Quoi qu’on en dise, le Premier ministre hongrois Viktor Orbán aura eu le mérite de faire savoir au monde occidental que la Hongrie existe (même si beaucoup ont encore du mal à la situer sur une carte). Ce n’est déjà pas si mal ! La Hongrie, ce petit pays d’à peine 10 millions d’âmes dont personne ne se souciait juqu’ici – mis à part les intermèdes Sissi-Romy Schneider, 1956, Rubik’s Cube… et Sarkozy – occupe aujourd’hui les unes des journaux et soulève des vagues d’indignation à Bruxelles, Strasbourg et Washington. Du jamais vu depuis 1956 !
La Hongrie monopolisa justement des heures durant les débats au Parlement européen mercredi dernier à Strasbourg. Débats que j’ai suivis dans leur intégralité (en traduction hongroise). Quelle que soit sa position, on ne peut qu’être effaré par la faiblesse des interventions. La plupart des orateurs, visiblement mal informés, se contentaient de belles phrases creuses ou d’allégations gratuites et infondées, qualifiant par exemple l’ancienne constitution de stalinienne[1. D’après Joseph Daul]. En fait, si la constitution hongroise remonte à 1949, elle a été largement refondue en 1989 et plusieurs fois amendée par la suite puis mise aux normes de Bruxelles lors de l’adhésion de la Hongrie en 2004. Bref, stalinienne pure et dure ! De plus, voulant sans doute profiter de la couverture médiatique qui leur était offerte, les parlementaires étaient bien trop nombreux (peut-être une bonne trentaine) à vouloir prendre la parole pour que chacun puisse ajouter son petit grain de sel pendant les trois-quatre minutes d’intervention réglementaires. En fait de discussions, cela donna un verbiage pénible et ennuyeux comme tout.
Au milieu de ces arguties, Viktor Orbán s’est montré particulièrement habile. Souriant, calme et attentif, il s’est présenté comme un ami de l’Europe, voire (inspiration géniale !) en grand gaulliste. Le problème est que tous ces bons députés ignorent sa maîtrise du double langage. Depuis les bords du Rhin, ces dames et ces messsieurs de bonne volonté n’entendent pas les beaux discours nationalistes et xénophobes qu’il nous réserve sur les rives du Danube. C’est ainsi qu’ils ignorent comment, pas plus tard que lundi dernier, Viktor Orbán a qualifié les produits étrangers – et donc les produits de leuurs industries nationales respectives – de « déchets » (sic : « hulladék ») à rejeter, exemple qui illustre bien sa propagande haineuse[2. Une attitude à distinguer de la défense somme toute compréhensible d’une certaine préférence nationale]. Ces mêmes députés ne voient pas non plus, à moins qu’ils ne regardent les chaînes de télévision hongroises, ce beau décor d’immenses drapeaux hongrois – sans le moindre drapeau européen – qui constitue le fond de ses interventions. Un détail qui en dit long sur ce grand ami de l’Europe.

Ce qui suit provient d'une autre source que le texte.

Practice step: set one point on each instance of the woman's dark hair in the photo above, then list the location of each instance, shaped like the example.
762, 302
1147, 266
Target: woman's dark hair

A la réflexion, le cas hongrois met tristement en évidence les faiblesses criantes de l’assemblée strasbourgeoise. Probablement compétente en matière de principes généraux et de défense abstraite des valeurs communes de l’Union. Mais dès lors qu’il s’agit de traiter de la situation très particulière et complexe (une constitution, 30 lois organiques, plus de 250 lois votées en 18 mois) de l’un des ses membres, comme ce fut le cas mercredi, le doute est permis.
À la décharge des 754 députés européens : comment peuvent-ils, entre membres de 27 Etats de langues et cultures différentes (23 langues officielles), se prononcer sur la situation de l’un des leurs dont il ne pratiquent pas la langue, ne peuvent lire les textes qu’en diagonale et par traduction interposée, et, surtout, ne vivent pas au quotidien le climat social de pays où ils n’ont peut-être même jamais mis les pieds ? C’est là une différence de taille avec nos assemblées nationales.
Enfin, le regroupement artificiel entre partis (issus de 27 pays !) censés partager les mêmes valeurs complique encore la donne. Quoi de commun entre la droite hyper conservatrice hongroise, le Fidesz, et notre UMP, pourtant rassemblés au sein du même Parti populaire européen ? Je pourrais en dire autant au sujet du MSZP (parti socialiste) hongrois et de notre PS au passé et aux traditions on ne peut plus différentes. Voilà de quoi nous rendre bien sceptiques quant à la solidarité de façade entre faux partis frères.
Sans sombrer dans l’euroscepticisme, on peut donc douter de la compétence, de la crédibilité et de l’efficacité d’une telle assemblée, dès lors qu’il s’agit d’examiner un cas aussi complexe que la Hongrie.